Blogs > GERMAN DIE VELT AND SWISS LE TEMP: THE HOLOCAUST COMMEMORATION - A VEHICLE FOR EUROPEANIZATION

Jan 30, 2005

GERMAN DIE VELT AND SWISS LE TEMP: THE HOLOCAUST COMMEMORATION - A VEHICLE FOR EUROPEANIZATION



Here is a good reason for germany submeriging its identity in a larger European identity: It most appropriately helps spread the guilt:

In Germany, Die Welt sees Thursday's commemoration as an example of what it calls "the Europeanization" of the Holocaust memory.

The paper suggests that Europe is seeking to create a common identity by remembering the mass murder of Jews.

"As a result, it adds, "Auschwitz is becoming an emblem not just of Nazi crimes but also of a Europeanization of national views of history."

The paper observes that for decades countries in Western as well as Eastern Europe failed to acknowledge the scale of their collaboration with the German occupiers.

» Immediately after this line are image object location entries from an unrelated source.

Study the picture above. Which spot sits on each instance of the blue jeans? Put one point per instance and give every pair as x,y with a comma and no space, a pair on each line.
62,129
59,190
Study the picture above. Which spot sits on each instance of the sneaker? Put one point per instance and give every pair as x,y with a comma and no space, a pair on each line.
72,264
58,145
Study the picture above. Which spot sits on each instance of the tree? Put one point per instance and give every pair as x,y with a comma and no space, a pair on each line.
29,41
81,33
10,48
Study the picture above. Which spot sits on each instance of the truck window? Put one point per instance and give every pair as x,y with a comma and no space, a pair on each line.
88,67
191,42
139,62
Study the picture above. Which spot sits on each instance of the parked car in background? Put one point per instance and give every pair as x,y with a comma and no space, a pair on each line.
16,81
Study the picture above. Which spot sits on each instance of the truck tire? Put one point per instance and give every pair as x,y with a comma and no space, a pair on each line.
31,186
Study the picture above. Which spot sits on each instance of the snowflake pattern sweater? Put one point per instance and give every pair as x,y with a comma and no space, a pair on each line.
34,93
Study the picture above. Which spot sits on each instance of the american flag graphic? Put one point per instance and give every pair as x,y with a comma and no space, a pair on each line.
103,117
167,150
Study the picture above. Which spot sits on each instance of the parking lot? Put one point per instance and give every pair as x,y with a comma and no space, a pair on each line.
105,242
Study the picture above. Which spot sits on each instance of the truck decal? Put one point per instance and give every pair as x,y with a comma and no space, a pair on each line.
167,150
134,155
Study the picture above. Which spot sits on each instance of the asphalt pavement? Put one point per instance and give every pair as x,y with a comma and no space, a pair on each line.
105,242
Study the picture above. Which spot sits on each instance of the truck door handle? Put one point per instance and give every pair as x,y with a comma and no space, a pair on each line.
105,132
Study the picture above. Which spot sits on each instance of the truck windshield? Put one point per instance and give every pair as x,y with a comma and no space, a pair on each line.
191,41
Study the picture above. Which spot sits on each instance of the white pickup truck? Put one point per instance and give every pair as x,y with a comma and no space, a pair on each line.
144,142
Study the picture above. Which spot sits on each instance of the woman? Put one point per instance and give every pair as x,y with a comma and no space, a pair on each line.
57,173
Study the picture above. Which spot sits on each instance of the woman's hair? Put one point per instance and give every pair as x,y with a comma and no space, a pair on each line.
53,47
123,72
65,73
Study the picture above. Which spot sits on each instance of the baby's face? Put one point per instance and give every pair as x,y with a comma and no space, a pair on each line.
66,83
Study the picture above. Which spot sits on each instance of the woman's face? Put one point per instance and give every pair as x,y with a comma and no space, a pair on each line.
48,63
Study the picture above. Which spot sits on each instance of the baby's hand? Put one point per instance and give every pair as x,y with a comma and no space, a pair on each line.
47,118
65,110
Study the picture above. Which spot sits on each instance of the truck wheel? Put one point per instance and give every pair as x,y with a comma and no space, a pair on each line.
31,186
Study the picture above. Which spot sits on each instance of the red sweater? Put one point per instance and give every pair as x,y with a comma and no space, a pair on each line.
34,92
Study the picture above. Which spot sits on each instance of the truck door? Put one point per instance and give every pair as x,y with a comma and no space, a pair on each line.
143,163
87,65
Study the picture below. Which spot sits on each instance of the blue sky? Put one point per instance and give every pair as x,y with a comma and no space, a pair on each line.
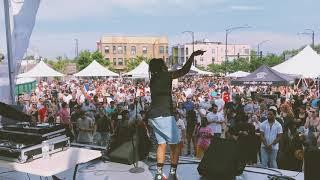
59,22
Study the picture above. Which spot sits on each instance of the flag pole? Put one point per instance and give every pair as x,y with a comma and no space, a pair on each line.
9,49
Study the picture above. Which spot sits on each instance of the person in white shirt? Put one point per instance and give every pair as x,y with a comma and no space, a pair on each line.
271,131
215,121
182,131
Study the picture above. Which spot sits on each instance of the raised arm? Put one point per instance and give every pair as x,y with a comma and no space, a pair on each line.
186,68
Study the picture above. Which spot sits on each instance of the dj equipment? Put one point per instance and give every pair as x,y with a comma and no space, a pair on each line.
311,163
23,141
221,160
122,147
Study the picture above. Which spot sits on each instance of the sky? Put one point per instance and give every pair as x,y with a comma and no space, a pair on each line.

"'Auschwitz denotes a German crime in which many Europeans were involved," it points out.

As the paper sees it, this does not relieve Germany of its historic guilt, but it does mean that responsibility is shared.

The way the Swiss Le Temps was struck by the ceremony would appear to justify this thesis.

"The dead [of Auschwitz]," the paper says, "have brought the living together in shared contemplation".

"These living," it adds, "are a Europe united as it has never been before by the memory of its self-inflicted evil."